Pourquoi ? Parce que c’est dans cet ordre que la justice doit se prononcer : d’abord elle statue sur la recevabilité de la plainte au regard de l’intérêt à agir (« régularité de la plainte en la forme »), et c’est seulement après avoir statué sur la régularité de la plainte en la forme, que la justice peut examiner l’affaire au fond. À savoir déterminer, premièrement si oui ou non les faits reprochés sont établis, et deuxièmement déterminer si ces faits, à les considérer établis, matérialisent ou non l’infraction concernée.

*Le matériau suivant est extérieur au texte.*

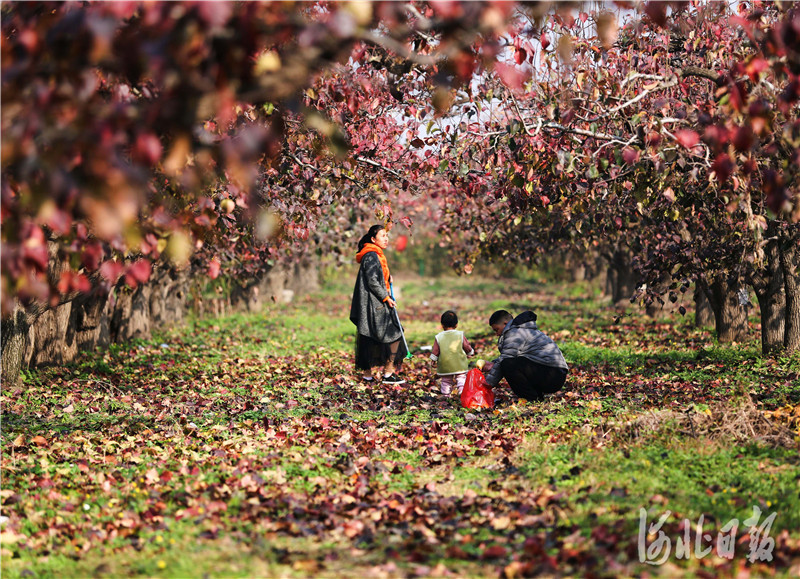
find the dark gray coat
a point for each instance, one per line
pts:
(371, 316)
(522, 338)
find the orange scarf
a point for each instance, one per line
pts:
(368, 247)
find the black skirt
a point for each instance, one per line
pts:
(371, 353)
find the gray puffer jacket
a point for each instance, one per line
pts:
(522, 338)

Ainsi, certes, dans l’affaire Olivier Véran, Covid-19 et Cie, l’avocat général peut affirmer que, selon lui, les faits reprochés ne sont pas établis ou ne matérialisent pas l’infraction concernée ; c’est-à-dire examiner l’affaire au fond, préjuger de cela.
Mais comme invoquer que les faits reprochés ne sont pas établis ou ne matérialisent pas l’infraction concernée, c’est examiner l’affaire au fond, et non pas statuer sur la régularité de l’affaire en la forme, un avocat général ne peut aucunement invoquer le fait que (selon lui) les faits reprochés ne sont pas établis ou ne matérialisent pas l’infraction reprochée pour statuer sur la régularité de l’affaire en la forme. À savoir si ou non la plainte est irrecevable pour défaut d’intérêt à agir.
Or, invoquer le fait que, selon lui, les faits reprochés à Olivier Véran dans cette affaire, ne sont pas établis ou ne matérialisent pas l’infraction concernée, pour statuer sur la régularité de l’affaire en la forme, c’est bien ce que Monsieur Lagauche a fait dans cette affaire : il a invoqué ce fait pour confirmer la décision par laquelle, le 24 janvier 2022, la commission des requêtes de la CJR a déclaré irrecevable pour défaut d’intérêt à agir, la plainte contre Olivier Véran.
Mais ce n’est pas tout. L’utilisation biscornue de l’intérêt à agir que peut avoir la justice, n’est pas circoncise à cette transposition, donc, de l’intérêt à agir, dans l’examen de l’affaire au fond… à l’occasion de l’examen de la régularité de l’affaire en la forme.
La notion d’intérêt à agir telle que la justice l’impose au justiciable, ça aussi, c'est coton !
Et ça, à l'instar de la notion d'urgence, la notion que la justice a de l'intérêt à agir, est très différente de celle qu'en a le justiciable. Le justiciable lambda, le citoyen de base qui croit que la justice est là pour servir l'équité, réparer les torts, et rendre au propriétaire véritable et légitime, ce qui lui revient de droit. Ça, c'est la théorie. En pratique, la réalité, parfois, est « un peu » différente.
Et c'est le plus fréquemment à travers la définition que la justice donne de l'intérêt à agir, impose au justiciable, qu'intervient cette différence notable que, malheureusement, on peut donc bel et bien constater, de ce fait, entre d'une part, ce que la personne qui s'estime lésée devrait être en droit de pouvoir obtenir de la justice, et, d'autre part, ce que, finalement, la justice lui consent.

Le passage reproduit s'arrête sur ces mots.